HeartA controversial study says that that long-time marathoners have more plaque in their arteries than non-runners.

The study, published in Missouri Medicine, compared 50 men, who all ran at least one marathon a year for 25 consecutive years, to a control group of 25 non-runners. Those non-runners included men who were overweight, smokers or who had diabetes, Kare11 reports.

“We would have expected they had less plaque because these are very fit people, typically good healthy lifestyle, lots of exercise, of course healthy eating habits. In fact, they had slightly more plaque, a big surprise,” Cardiologist and study author Dr. Robert Schwartz told Kare11.

The study states: “Certainly, lack of physical activity and exercise training are much greater problems for our society than is the potential adverse effects of excessive endurance exercise. We must recognize that most participants in excessive endurance exercise, including marathon runners, are not doing this activity for health reasons alone, but are driven by the thrill of competition, fellowship, and the attainment of personal goals.”

And I love this quote by MD and marathoner John C. Hagan, III:

“Why has it taken physicians over 2,500 years to understand that maximum physical exercise for very long periods of times are as unhealthy for their patients as was for Pheidippides? I don’t know; it’s all Greek to me.”

But the Wall Street Journal reports that many cardiologists are skeptical. “The science establishing a causal link between vigorous exercise and coronary disease is shaky at best,” said Aaron Baggish, a Massachusetts General Hospital cardiologist who does triathlons and marathons told the Journal.


In February, Runner’s World wrote about a study of Boston marathoners to determine if excessive exercise causes atherosclerosis – a disease in which plaque builds up in your arteries.

The study used 42 Boston Marathoners who had been running for 12 years, on average, and trained about 40 miles a week. The control group was their spouses – selected because they share many of the same lifestyle habits.
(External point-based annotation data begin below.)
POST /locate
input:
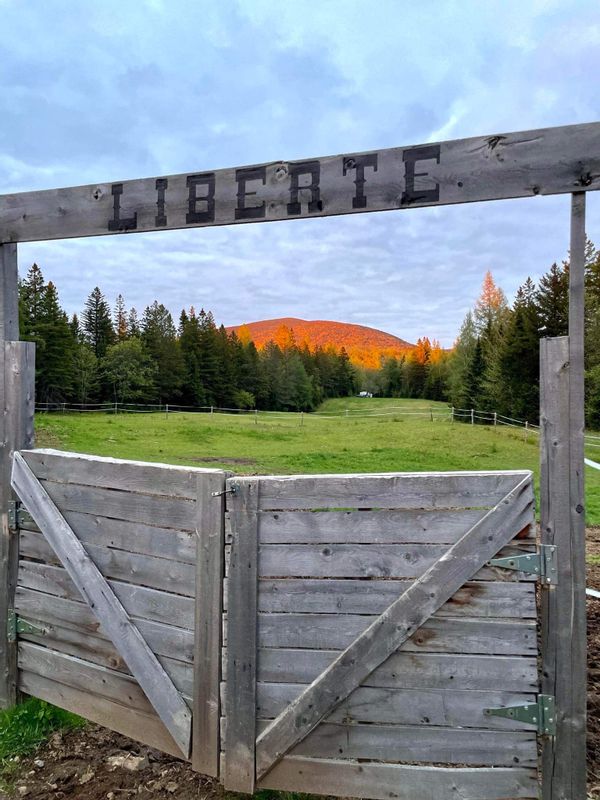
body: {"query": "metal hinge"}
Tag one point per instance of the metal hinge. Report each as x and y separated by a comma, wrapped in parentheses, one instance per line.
(16, 625)
(18, 516)
(543, 563)
(542, 714)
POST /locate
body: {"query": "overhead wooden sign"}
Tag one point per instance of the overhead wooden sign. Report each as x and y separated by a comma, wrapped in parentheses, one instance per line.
(546, 161)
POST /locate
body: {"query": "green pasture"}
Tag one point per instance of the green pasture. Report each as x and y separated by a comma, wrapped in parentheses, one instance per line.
(292, 443)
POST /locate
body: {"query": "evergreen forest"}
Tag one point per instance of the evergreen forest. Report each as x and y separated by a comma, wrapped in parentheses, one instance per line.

The result? There was no difference between the two groups.
“This should be reassuring to marathoners,” says Beth Taylor, Ph.D. told Runner’s World. “Our study suggests that while endurance running is not a ‘magic pill,’ neither is it a loaded gun. To optimally modulate their cardiovascular health, runners need to continue to focus on diet, stress reduction, other risk factors, and regular checkups.”
The study did find some pros for marathoners.  The runners had significantly lower body weight, significantly lower resting heart rate and significantly lower BMI.